Kcode includes local model diagnostics for LM Studio and other OpenAI-compatible local servers.

9.1 Start LM Studio

  1. Open LM Studio.
  2. Download or select a chat/instruct model.
  3. Load the model.
  4. Start the local server.
  5. Confirm the base URL. LM Studio commonly uses:
http://127.0.0.1:1234/v1

9.2 Check from Kcode

Inside the TUI:

/kcode-local-model

The command checks /v1/models and /v1/chat/completions, then reports endpoint health, model availability, and a small completion smoke test.

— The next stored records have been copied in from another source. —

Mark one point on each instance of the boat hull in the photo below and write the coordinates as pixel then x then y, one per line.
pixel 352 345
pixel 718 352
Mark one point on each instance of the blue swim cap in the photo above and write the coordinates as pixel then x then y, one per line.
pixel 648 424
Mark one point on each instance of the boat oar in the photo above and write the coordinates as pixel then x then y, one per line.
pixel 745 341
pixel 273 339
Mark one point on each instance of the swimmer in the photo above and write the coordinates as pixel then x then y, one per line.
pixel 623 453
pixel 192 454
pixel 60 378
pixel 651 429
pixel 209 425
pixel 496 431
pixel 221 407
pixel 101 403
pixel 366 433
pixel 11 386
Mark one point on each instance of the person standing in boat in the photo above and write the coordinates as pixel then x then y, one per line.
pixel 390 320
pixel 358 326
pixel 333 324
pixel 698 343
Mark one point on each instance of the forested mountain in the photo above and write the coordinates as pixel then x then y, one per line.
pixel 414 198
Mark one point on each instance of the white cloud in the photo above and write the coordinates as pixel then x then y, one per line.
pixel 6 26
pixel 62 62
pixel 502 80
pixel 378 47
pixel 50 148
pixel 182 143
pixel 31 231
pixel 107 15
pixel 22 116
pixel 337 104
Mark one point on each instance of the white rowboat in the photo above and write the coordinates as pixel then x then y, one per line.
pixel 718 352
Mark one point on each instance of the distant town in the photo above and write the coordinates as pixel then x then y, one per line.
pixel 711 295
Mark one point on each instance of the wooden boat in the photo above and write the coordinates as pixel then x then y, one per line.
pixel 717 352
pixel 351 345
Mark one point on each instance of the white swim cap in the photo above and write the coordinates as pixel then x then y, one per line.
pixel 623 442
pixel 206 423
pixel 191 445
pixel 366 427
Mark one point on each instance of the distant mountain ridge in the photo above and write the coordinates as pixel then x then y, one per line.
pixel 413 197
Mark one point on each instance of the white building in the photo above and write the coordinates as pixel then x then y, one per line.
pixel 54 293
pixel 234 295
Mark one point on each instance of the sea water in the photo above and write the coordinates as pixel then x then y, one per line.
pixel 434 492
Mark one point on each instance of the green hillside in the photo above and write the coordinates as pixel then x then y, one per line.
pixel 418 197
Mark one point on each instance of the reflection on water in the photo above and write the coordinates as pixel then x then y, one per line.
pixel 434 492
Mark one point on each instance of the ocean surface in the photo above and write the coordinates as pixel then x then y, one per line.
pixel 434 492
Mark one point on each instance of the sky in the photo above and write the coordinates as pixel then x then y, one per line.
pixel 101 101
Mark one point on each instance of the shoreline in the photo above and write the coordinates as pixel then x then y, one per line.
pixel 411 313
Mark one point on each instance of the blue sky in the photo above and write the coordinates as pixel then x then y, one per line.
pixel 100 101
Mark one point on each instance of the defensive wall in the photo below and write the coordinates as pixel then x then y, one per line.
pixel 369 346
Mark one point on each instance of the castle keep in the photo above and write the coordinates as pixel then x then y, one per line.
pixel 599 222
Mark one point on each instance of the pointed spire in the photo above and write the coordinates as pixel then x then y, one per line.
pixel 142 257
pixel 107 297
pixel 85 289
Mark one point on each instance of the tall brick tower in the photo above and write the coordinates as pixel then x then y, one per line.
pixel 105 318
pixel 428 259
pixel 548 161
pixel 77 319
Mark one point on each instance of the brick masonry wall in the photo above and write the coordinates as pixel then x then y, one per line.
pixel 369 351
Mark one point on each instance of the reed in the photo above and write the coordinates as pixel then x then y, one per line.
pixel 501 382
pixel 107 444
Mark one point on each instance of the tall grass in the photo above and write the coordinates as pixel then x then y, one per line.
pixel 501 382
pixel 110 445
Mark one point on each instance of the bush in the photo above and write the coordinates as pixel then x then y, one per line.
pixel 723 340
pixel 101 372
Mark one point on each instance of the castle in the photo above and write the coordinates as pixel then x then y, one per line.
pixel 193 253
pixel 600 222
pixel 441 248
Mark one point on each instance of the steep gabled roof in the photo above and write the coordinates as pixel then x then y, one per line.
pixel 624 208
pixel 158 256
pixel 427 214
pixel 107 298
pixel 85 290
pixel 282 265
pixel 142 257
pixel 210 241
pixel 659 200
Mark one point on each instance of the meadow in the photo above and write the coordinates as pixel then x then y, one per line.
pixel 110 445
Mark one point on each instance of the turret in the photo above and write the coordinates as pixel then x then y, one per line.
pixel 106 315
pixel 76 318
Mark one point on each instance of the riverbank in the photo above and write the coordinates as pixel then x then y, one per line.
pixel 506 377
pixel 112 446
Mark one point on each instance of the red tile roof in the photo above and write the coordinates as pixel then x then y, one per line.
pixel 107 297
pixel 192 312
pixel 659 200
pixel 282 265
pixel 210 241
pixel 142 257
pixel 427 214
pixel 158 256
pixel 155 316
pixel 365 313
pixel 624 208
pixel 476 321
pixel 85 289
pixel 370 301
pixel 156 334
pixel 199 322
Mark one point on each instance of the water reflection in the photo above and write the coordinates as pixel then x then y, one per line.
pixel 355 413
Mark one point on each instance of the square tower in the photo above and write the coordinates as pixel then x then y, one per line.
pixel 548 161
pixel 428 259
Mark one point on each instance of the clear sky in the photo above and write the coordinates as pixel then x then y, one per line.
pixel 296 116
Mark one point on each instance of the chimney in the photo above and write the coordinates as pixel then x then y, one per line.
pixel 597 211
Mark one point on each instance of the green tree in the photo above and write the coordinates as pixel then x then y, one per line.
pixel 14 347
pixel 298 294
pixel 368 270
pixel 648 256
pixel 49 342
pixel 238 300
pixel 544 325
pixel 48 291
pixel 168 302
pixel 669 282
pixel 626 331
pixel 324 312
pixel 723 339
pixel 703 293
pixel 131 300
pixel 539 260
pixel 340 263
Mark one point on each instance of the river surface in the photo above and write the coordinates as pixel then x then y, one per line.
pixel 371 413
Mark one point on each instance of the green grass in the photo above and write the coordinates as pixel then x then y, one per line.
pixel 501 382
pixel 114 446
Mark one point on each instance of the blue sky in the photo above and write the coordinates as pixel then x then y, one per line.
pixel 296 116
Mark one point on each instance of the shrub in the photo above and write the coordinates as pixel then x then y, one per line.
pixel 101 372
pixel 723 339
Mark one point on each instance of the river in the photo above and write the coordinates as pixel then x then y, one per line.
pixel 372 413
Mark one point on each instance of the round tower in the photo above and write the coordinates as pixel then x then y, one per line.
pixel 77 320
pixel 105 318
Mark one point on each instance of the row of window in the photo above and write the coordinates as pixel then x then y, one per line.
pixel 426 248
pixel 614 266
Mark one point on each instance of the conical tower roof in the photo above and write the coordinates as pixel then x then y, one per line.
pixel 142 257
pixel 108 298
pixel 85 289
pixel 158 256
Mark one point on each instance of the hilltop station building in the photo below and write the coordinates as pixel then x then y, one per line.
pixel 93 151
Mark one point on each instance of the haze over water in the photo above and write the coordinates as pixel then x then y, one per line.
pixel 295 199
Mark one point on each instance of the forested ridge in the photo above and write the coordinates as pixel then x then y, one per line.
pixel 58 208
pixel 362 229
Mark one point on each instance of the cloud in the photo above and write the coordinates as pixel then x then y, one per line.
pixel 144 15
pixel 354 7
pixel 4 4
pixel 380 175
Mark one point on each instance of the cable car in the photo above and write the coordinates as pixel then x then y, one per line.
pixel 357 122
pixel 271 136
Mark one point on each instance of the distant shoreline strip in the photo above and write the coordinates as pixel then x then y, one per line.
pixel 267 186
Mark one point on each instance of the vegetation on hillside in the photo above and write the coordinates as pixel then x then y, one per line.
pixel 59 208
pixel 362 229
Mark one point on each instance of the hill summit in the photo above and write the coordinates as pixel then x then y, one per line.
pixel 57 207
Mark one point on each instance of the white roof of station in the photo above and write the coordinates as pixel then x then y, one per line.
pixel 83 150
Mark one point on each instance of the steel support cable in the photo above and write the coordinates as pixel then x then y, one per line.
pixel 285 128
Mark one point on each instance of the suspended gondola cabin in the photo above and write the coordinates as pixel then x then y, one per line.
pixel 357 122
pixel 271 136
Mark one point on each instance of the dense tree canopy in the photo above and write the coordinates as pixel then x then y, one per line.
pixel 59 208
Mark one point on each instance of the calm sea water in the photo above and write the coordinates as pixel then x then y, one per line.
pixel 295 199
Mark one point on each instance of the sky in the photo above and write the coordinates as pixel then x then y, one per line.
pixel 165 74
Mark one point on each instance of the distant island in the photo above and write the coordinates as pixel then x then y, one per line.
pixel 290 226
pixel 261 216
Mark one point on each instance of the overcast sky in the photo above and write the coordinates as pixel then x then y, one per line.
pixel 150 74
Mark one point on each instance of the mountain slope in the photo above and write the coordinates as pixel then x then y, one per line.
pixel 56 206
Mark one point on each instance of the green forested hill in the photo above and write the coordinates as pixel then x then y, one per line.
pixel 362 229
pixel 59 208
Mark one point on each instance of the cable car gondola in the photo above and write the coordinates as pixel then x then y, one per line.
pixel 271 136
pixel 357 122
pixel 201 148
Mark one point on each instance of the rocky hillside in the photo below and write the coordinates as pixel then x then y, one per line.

9.3 Benchmark local model behavior

cargo run --bin kcode-bench -- \
  --local-provider lmstudio \
  --local-url http://127.0.0.1:1234/v1 \
  --local-model '<model-id-from-lm-studio>'

9.4 Choosing local models

For sidecar support, prioritize:

  • fast inference;
  • good summarization;
  • coding/log familiarity;
  • reliable instruction following;
  • context length appropriate for log compression.

A smaller fast model can be better as a sidecar than a huge slow model because the sidecar's job is often compression and support, not primary reasoning.

9.5 Troubleshooting

Symptom Likely cause Fix
Connection refused Server stopped or wrong port Start server and verify URL
No models listed No model loaded Load model in LM Studio
Timeout Model too large or hardware saturated Try smaller quantization/model
Bad answers Weak local model Use sidecar for summaries, not final reasoning
WSL cannot connect Windows/WSL networking boundary Use Windows host IP or adjust firewall

10. WSL networking for LM Studio

If Kcode runs in WSL and LM Studio runs on Windows, 127.0.0.1 may not always point where you expect. Try:

cat /etc/resolv.conf

or inspect the Windows host IP visible from WSL. Then pass the URL explicitly to benchmark commands.

11. Documentation inventory after install

Validate docs after changes:

python3 scripts/validate_docs.py --write-inventory
python3 scripts/validate_docs.py

Commit generated inventory updates with the code changes that caused them.